Она гладит меня по руке, потом сует палец под мою ладонь и говорит:

— Мирись, мирись, больше не дерись!.. Все, мир!

— Я и себе не могу объяснить эти заблуждения и иллюзии… Ты права, мы тогда были детьми и не осознавали в полной мере всю противоречивую суть происходящего, но взрослые… Я по сей день убежден, что мои мать и отец пали в борьбе за правое дело, в то время как другие молчали в тряпочку по принципу «моя хата с краю».

Она прерывает меня с мягким укором в голосе:

— Но ведь мы же заключили мир?

Я глажу ее по руке и, помолчав, спрашиваю:

— А почему ты ни разу мне не написала? Мне постоянно снилось, что я получаю письмо из Парижа. Я жил этим ожиданием.

— Мама не хотела, чтобы о нашем интернировании кто-то знал. Сейчас это звучит невероятно: моя мать, умная образованная женщина, европейка до мозга костей, стыдилась, что нас сослали на поселение… Что отца бросили в лагерь… Как будто мы кого-то убили или ограбили! Но факт остается фактом: она стыдилась и не хотела, чтобы в Пловдиве об этом знали.

— Тогда ты должна понимать, почему мы все так заблуждались!

Она прикладывает палец к моим губам.

— Всё! Довольно!
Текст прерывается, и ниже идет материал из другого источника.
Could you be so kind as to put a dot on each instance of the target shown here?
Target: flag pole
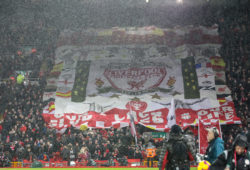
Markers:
(132, 124)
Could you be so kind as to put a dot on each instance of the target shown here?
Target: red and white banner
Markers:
(203, 126)
(157, 119)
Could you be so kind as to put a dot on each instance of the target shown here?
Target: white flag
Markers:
(171, 115)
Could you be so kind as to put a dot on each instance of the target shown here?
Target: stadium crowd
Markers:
(24, 134)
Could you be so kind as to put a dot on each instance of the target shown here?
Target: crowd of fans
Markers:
(233, 28)
(24, 134)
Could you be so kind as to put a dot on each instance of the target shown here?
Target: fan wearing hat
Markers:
(239, 157)
(236, 158)
(176, 153)
(215, 145)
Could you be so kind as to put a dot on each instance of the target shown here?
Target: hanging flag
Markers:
(132, 125)
(190, 80)
(171, 115)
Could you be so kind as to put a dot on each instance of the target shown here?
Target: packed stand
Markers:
(233, 28)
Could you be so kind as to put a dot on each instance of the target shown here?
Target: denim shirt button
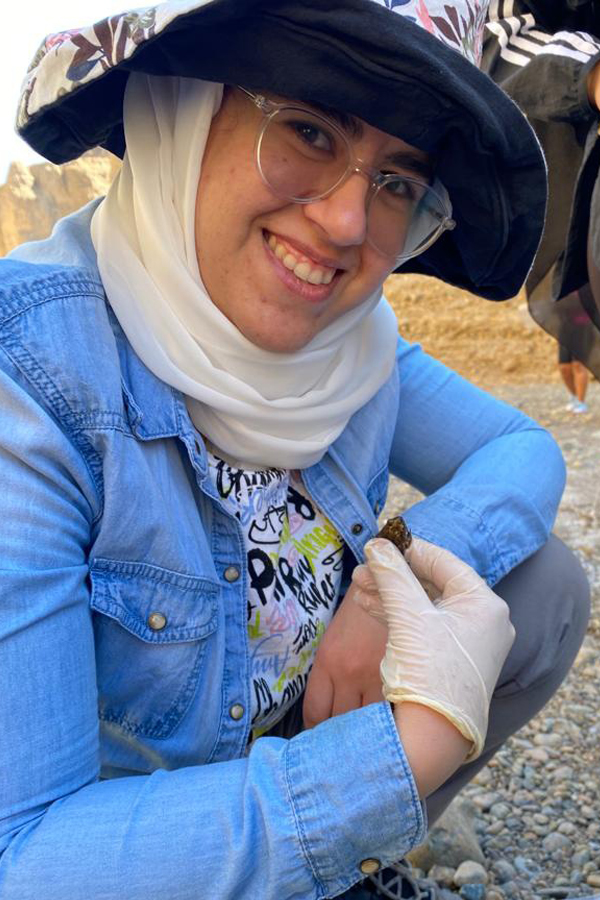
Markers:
(370, 866)
(231, 573)
(157, 621)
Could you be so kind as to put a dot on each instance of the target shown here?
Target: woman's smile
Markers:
(281, 271)
(300, 273)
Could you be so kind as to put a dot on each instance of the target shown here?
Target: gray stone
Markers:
(486, 799)
(470, 872)
(472, 892)
(500, 810)
(452, 840)
(581, 857)
(556, 841)
(444, 875)
(503, 870)
(527, 867)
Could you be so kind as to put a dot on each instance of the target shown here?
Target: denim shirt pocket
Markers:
(151, 629)
(377, 490)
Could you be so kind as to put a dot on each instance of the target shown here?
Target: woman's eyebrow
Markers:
(350, 124)
(405, 159)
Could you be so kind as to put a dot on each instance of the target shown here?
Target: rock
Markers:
(470, 872)
(452, 840)
(472, 892)
(503, 870)
(444, 875)
(34, 197)
(581, 857)
(567, 828)
(562, 773)
(500, 810)
(526, 867)
(486, 799)
(556, 841)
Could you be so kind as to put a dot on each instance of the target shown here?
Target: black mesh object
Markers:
(398, 882)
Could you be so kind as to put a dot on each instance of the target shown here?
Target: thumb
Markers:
(441, 568)
(393, 577)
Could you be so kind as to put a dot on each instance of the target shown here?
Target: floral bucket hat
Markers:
(408, 67)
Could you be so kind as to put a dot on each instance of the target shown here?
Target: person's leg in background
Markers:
(581, 380)
(565, 368)
(549, 602)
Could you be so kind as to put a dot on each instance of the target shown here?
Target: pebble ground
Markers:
(538, 800)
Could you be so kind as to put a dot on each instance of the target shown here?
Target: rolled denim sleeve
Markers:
(293, 819)
(492, 477)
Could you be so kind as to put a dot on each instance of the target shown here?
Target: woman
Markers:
(201, 406)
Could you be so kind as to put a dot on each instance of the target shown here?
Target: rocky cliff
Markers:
(34, 197)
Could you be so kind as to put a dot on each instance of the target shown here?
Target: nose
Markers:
(342, 215)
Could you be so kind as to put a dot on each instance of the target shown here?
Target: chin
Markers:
(279, 342)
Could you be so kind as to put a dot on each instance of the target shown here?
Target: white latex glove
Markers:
(445, 652)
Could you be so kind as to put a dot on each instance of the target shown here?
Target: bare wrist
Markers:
(433, 746)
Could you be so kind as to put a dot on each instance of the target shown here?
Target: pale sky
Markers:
(24, 24)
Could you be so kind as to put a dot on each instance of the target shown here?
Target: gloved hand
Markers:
(445, 652)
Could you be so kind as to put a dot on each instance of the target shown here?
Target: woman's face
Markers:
(243, 231)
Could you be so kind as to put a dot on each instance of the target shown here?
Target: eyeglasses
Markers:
(304, 157)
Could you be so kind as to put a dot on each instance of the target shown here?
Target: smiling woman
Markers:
(203, 394)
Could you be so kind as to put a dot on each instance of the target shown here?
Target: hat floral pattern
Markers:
(458, 25)
(70, 59)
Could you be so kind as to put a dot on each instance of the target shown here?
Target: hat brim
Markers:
(354, 56)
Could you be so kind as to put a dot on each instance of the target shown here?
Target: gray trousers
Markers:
(549, 602)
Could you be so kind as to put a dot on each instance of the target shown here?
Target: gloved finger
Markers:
(395, 581)
(447, 573)
(370, 602)
(363, 580)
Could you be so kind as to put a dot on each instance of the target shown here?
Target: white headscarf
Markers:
(258, 407)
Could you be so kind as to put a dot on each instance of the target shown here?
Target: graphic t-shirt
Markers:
(294, 557)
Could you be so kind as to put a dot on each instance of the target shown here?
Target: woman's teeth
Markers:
(303, 270)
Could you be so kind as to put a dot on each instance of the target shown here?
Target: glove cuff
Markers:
(462, 723)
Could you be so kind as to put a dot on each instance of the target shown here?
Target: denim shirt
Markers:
(124, 669)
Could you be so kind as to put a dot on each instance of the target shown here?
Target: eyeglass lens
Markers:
(303, 159)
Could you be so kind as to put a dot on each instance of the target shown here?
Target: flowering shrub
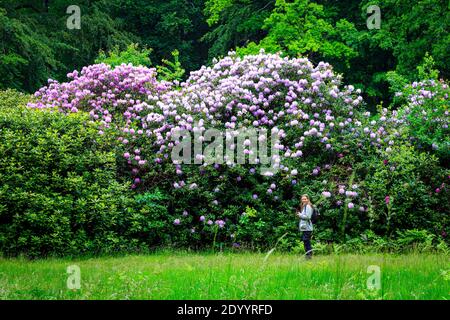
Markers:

Ваши заблуждения и наши заблуждения — они не одни и те же!

Мы снова умолкаем. Теперь надолго.

Аракси задумчиво смотрит на город, набросивший на себя прозрачную пелену предвечерней дымки, потягивая через соломинку цитрусовый сок.

Как раз напротив нас, по ту сторону Марицы, темными громадами вздымаются вечные гранитные холмы нашего детства.

Синие холмы, молчаливые свидетели обрушившихся на нас катастроф.

41
Elasno (Equusasinus)

В то теплое солнечное утро дед внезапно решил, что мы не пойдем в баню, а искупаемся в Марице. Трудно передать словами радостное чувство, вызванное сознанием того, что сейчас взрослые разрешат тебе делать то, что еще вчера запрещали! Мне от счастья хотелось петь!

Бабушка Мазаль завернула нам в газету несколько пирожков «бюрекас», и дала супругу строгий наказ относительно здоровья и безопасности моей дражайшей особы: недолго находиться на солнце, иначе вечером меня может лихорадить, не купаться в глубоких местах, не лежать мокрыми в тени, не пить ледяную родниковую воду после того как поедим огурцов с прибрежных огородов, и многое-многое другое. Эти полезные советы влетали в одно ухо Гуляки и мгновенно вылетали в другое, ибо он ее вообще не слушал. Мрачный, неразговорчивый, он думал о чем-то своем, находившемся на расстоянии многих световых лет от бабушкиных огурцов.

Вокруг Царского Острова, который люди упорно продолжали называть так, как он назывался в прошлые времена, несмотря на противоборство некоторых ярых республиканцев, в маленьких укромных заливчиках было множество глубоких омутов — темных манящих и опасных. Дед думал, что мне о них не известно, и со снисходительным превосходством всезнайки, которому неожиданно открылись таинственные глубины теплых южных морей, разрешил мне нырять, разумеется, под его бдительным присмотром. Он даже не подозревал, во сколько пропущенных уроков арифметики и болгарского языка мне обошлось умение передвигаться с открытыми глазами под водой, ухватившись за корни прибрежных ивовых деревьев. Оставив очки на берегу, поверх одежды и школьного ранца, я скользил в глуби прозрачной прохлады, чтобы посмотреть на рыбок, которые при виде меня испуганно зарывались в ил, вздымая маленькие песчаные вихри.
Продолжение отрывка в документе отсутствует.